Effect of calcination on structural and supercapacitance properties of hydrothermally synthesized plate-like SrFe12O19 hexaferrite nanoparticles

Nanocrystalline Sr1Fe22O19 hexaferrite particles were successfully synthesized via hydrothermal route from Sr and Fe nitrates at molar ratio of 1:9 (Fe/Sr). As-synthesized powders were subsequently subjected to calcination at 900, 1000, 1100 and 1200 degrees C for 4 h to evaluate their structural, morphological and supercapacitance behavioral changes with temperature.

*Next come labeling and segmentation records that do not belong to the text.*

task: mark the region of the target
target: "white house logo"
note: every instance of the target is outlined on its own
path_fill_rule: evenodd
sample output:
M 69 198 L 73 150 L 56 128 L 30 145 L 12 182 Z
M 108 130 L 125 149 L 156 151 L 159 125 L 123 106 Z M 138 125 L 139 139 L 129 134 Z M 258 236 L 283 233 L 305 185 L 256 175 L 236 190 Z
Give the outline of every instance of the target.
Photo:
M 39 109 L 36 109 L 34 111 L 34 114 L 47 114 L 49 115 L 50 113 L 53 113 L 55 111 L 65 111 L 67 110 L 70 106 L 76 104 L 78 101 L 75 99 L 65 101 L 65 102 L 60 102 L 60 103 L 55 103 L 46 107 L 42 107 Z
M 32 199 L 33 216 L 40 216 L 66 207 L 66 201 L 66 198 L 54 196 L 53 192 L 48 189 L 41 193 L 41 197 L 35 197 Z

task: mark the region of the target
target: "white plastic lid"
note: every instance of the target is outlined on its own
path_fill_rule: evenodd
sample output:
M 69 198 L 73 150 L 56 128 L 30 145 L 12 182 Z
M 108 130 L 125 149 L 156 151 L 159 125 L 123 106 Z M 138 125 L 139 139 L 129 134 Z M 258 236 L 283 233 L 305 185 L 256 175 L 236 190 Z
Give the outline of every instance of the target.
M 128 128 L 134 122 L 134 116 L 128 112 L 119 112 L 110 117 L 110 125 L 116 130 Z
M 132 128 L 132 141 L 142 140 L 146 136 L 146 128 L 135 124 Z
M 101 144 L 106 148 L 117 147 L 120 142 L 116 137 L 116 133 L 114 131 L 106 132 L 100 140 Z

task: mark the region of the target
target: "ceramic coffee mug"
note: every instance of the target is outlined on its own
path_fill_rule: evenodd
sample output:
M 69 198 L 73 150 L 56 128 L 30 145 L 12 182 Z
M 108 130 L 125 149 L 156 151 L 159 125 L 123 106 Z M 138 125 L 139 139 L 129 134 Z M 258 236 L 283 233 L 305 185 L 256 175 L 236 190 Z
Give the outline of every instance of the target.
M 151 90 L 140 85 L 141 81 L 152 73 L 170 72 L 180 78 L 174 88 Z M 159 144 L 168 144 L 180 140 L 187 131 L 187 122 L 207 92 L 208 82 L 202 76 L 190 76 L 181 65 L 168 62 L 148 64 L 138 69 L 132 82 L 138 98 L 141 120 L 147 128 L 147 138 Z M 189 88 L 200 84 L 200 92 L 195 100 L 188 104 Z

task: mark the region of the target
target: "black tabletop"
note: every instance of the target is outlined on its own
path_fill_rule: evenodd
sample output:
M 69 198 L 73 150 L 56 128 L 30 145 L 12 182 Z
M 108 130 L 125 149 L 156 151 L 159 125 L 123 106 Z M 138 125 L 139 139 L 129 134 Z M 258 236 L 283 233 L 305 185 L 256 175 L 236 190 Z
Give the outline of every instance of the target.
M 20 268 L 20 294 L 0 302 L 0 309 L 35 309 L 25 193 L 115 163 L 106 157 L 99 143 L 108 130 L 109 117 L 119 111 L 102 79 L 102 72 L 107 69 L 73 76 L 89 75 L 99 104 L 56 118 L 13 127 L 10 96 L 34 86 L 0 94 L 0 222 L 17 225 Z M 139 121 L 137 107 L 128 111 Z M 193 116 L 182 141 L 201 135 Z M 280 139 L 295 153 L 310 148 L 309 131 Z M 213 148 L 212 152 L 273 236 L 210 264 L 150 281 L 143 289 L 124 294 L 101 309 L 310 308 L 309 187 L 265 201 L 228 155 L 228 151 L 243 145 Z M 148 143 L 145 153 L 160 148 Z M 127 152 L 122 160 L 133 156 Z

The XRD results revealed Sr1Fe12O19 phase formation in the presence of Fe2O3, SrCo3 phases in the calcined samples. The percentage of Sr1Fe12O19 phase showed an increase by increasing the calcination temperature. Furthermore, the average crystallite size was increased from 28 nm to 361 nm by increasing the calcination temperature from 900 degrees to 1200 degrees C. The formation of metal oxide (Fe-O) bonds was also confirmed from strong absorption peak between 448 and 568 cm(-1) in FT-IR analysis. The FESEM images exhibited plate-like particles, which are distributed in the range of 1-8 mu m in the as-synthesized samples calcined up to 1000 degrees C, but their shaped became almost irregular by increasing temperature to 1200 degrees C and the particles size distribution were broadened to 2-15 mu m. Electrochemical performance of the pseudocapacitor (Sr1Fe12O19)was studied by cyclic voltammetry. It was found that by increasing the calcination temperature from 900 to 1100 degrees C, the specific capacitance increased from 44.0 to 133.9 F.g(-1), respectively. Thereafter, its value decreased to 15.5 F.g(-1) by calcination at 1200 degrees C. It should be noted that the cycle stability of Sr1Fe12O19 calcined powder at 1100 degrees C was at an acceptable level, which maintains 84% of the initial capacitance after 5000 cycles.